Der Erfolg der Pflege misst sich nicht an perfekt gebügelten Hemden. Erfolg bedeutet, dass die Haut Ihres Angehörigen gesund ist, seine Umgebung sicher ist und die Beziehung zwischen Ihnen nicht von täglichen Kämpfen aufgezehrt wird.

Es geht nicht darum, eine Schlacht zu gewinnen, sondern Sicherheit zu geben.

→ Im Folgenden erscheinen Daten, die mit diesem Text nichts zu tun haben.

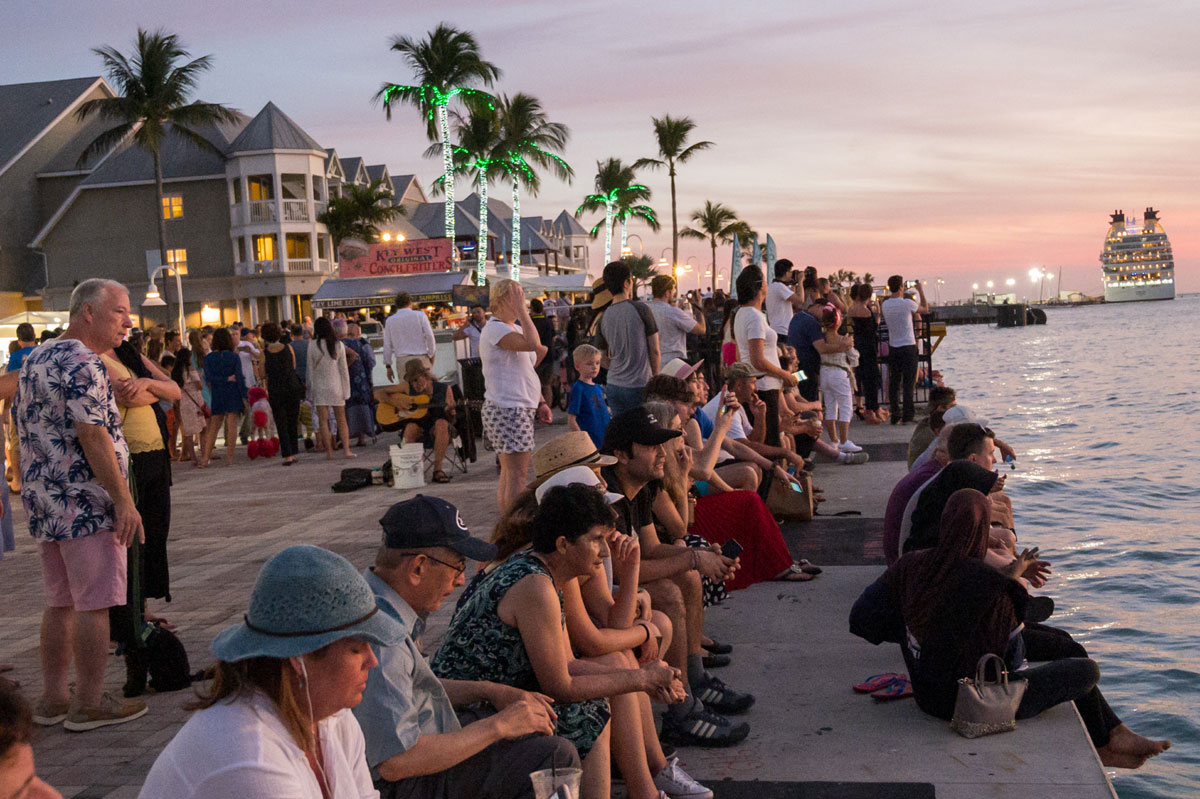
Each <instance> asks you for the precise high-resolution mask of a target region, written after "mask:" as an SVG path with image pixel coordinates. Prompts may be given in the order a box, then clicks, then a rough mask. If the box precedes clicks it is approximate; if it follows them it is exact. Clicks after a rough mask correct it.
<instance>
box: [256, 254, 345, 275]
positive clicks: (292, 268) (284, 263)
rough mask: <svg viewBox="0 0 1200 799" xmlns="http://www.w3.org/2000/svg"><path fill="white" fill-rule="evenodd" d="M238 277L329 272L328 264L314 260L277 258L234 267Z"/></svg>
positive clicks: (323, 259)
mask: <svg viewBox="0 0 1200 799" xmlns="http://www.w3.org/2000/svg"><path fill="white" fill-rule="evenodd" d="M235 270H236V274H238V275H241V276H251V275H305V274H310V275H311V274H313V272H329V271H330V263H329V262H328V260H325V259H316V258H278V259H276V260H246V262H242V263H240V264H236V265H235Z"/></svg>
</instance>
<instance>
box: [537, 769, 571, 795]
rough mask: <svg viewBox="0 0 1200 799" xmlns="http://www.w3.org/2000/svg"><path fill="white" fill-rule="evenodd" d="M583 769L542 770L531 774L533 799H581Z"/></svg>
mask: <svg viewBox="0 0 1200 799" xmlns="http://www.w3.org/2000/svg"><path fill="white" fill-rule="evenodd" d="M582 775H583V769H541V770H540V771H533V773H530V774H529V779H530V780H533V799H551V797H554V795H556V794H557V797H556V799H580V777H581V776H582Z"/></svg>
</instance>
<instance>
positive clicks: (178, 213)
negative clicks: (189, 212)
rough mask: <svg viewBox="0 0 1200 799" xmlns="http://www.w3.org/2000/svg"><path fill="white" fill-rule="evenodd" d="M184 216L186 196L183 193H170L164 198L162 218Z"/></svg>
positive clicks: (177, 218)
mask: <svg viewBox="0 0 1200 799" xmlns="http://www.w3.org/2000/svg"><path fill="white" fill-rule="evenodd" d="M182 217H184V197H182V196H181V194H168V196H167V197H163V198H162V218H164V220H180V218H182Z"/></svg>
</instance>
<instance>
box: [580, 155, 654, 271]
mask: <svg viewBox="0 0 1200 799" xmlns="http://www.w3.org/2000/svg"><path fill="white" fill-rule="evenodd" d="M634 178H635V170H634V167H631V166H625V164H623V163H622V162H620V158H608V160H607V161H596V179H595V193H594V194H588V196H587V197H584V198H583V203H582V204H581V205H580V206H578V208H577V209H575V216H576V218H577V217H578V216H580V215H582V214H584V212H587V211H599V210H600V209H601V208H602V209H604V211H605V234H604V263H606V264H607V263H608V262H611V260H612V217H613V208H614V206H616V204H617V200H618V198H619V197H620V196H622V193H624V192H636V191H648V190H647V188H646V186H641V185H636V184H634ZM599 227H600V224H599V223H596V226H595V227H593V228H592V232H593V235H595V232H596V230H598V229H599Z"/></svg>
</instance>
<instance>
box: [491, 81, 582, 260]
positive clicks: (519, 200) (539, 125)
mask: <svg viewBox="0 0 1200 799" xmlns="http://www.w3.org/2000/svg"><path fill="white" fill-rule="evenodd" d="M499 107H500V138H502V139H503V144H502V150H503V151H504V155H505V156H506V160H508V169H506V173H508V176H509V181H510V182H511V184H512V259H511V260H510V263H509V266H510V269H511V277H512V280H515V281H518V280H521V186H522V184H523V185H524V187H526V190H527V191H528V192H529V194H530V196H536V194H538V190H539V188H540V187H541V178H540V176H539V175H538V173H536V172H535V170H534V167H540V168H542V169H550V170H551V172H553V173H554V175H556V176H557V178H558V179H559V180H565V181H568V182H570V181H571V178H574V176H575V170H574V169H571V167H570V164H568V163H566V162H565V161H563V160H562V158H560V157H558V156H557V155H554V154H556V152H562V151H563V150H564V149H566V140H568V139H569V138H570V136H571V133H570V131H568V130H566V126H565V125H563V124H562V122H551V121H550V120H548V119H547V118H546V114H545V112H542V110H541V102H539V101H538V98H536V97H532V96H529V95H527V94H523V92H517V94H515V95H514V96H512V97H511V98H510V97H509V96H508V95H505V96H504V97H500V102H499Z"/></svg>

Wichtiger Haftungsausschluss

Dieser Beitrag ist ein informativer Inhalt zur Unterstützung des Pflegealltags und ersetzt keine individuelle fachärztliche Beratung, Diagnose oder therapeutische Behandlung. Der Zustand von Menschen mit Demenz ist einzigartig — wenn Sie bei Ihrem Angehörigen plötzliche, drastische Verhaltensänderungen, Verwirrtheit oder eine Verschlechterung bemerken, wenden Sie sich umgehend an den behandelnden Arzt oder Geriater! Die Anwendung der beschriebenen Techniken und Vorschläge erfolgt auf eigene Verantwortung. Der Autor übernimmt keine Haftung für etwaige Schäden oder gesundheitliche Folgen, die aus der individuellen Nutzung dieser Informationen entstehen. Vor der Einführung neuer Pflegemethoden oder Änderungen der Lebensweise wird die Rücksprache mit dem behandelnden Arzt empfohlen.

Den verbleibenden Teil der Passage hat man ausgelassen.